Building Your Threat Test Set

Even mature organizations find great difficulty in testing their threat detection capabilities. Part of that reason is that every organization is unique. Many, while they wouldn’t admit it, often rely on test sample sets that offer false hope of truly testing their unique environments. For example, an architectural firm might use a specific datatype for its drawings and plans versus a healthcare environment that uses specialized image formats for x-rays or MRIs.

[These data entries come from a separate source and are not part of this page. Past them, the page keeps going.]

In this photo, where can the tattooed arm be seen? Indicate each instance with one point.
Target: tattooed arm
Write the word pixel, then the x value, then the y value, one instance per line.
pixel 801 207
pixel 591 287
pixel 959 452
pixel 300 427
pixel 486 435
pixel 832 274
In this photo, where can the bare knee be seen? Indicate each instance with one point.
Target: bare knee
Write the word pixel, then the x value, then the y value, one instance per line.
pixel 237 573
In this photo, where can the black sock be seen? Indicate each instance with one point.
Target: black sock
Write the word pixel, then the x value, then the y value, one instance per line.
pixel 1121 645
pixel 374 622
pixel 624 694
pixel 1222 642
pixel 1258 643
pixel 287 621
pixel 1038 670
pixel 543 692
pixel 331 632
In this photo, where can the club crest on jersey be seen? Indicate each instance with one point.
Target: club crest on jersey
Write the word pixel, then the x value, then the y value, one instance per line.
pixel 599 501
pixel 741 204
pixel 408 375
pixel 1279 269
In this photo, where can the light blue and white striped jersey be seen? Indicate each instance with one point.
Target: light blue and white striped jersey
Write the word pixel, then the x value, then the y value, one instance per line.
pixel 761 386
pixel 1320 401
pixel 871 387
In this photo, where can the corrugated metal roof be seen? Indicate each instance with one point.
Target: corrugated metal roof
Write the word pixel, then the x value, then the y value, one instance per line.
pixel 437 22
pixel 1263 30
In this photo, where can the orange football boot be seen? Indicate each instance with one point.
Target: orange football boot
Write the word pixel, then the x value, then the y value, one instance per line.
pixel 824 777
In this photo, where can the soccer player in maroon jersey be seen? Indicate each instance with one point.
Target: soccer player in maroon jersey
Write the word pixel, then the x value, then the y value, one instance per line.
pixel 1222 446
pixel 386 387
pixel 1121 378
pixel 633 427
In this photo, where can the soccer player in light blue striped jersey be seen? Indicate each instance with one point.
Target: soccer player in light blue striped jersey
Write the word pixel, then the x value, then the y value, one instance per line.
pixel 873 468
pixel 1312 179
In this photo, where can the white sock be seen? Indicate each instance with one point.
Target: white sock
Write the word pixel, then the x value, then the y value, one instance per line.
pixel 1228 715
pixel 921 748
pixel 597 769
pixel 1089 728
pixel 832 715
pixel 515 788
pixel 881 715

So, testing those environments with a generalized test sample set that focuses on a broad range of Office-related documents would likely supply false hope for those security teams and, ultimately, increase their risk. This is why it is recommended that security teams should tailor their samples to meet their unique environment along with any generalized test set.  This would include a better balance of PE32 files, Office documents and unique file types that match their current environment.

How many samples do I need for each file type?

Understand a test with too small a sample size has a good chance of being inaccurate or inconclusive. As you will come to understand a sample set of 2,000 samples with a confidence of 95% has a margin of error of 2%. Therefore, it is recommended that a sample size in the order of 2,000 be used to have confidence with your results. Feel free to read more about sample size and margin of error at https://www.isixsigma.com/tools-templates/sampling-data/margin-error-and-confidence-levels-made-simple/.

What’s next? Well, here is the crux of the problem. How do I get samples of unknown malware? Any malware you get from a repository or malware feed has already been seen by any vendor who subscribes to these services. This is all known malware.

There are two recognized methods for curating "unknown or zero-day malware": Time lag analysis and creating unique generated samples. Time Lag Analysis involves setting up a scenario where you disconnect your solutions under test and allow for no internet updates to occur for a period of time. During this same period you can collect the number of samples and file types to then be tested. With your solution under test (SUT) still not connected to the internet so that it can’t be updated, you use these collected samples to perform the test on the SUT. Essentially you have taken known malware to test against the device that haven’t seen these new samples because they have been quarantined. Remember don’t allow the solution to update when you run your test either, some solutions might not allow you to do this, which should raise its own questions.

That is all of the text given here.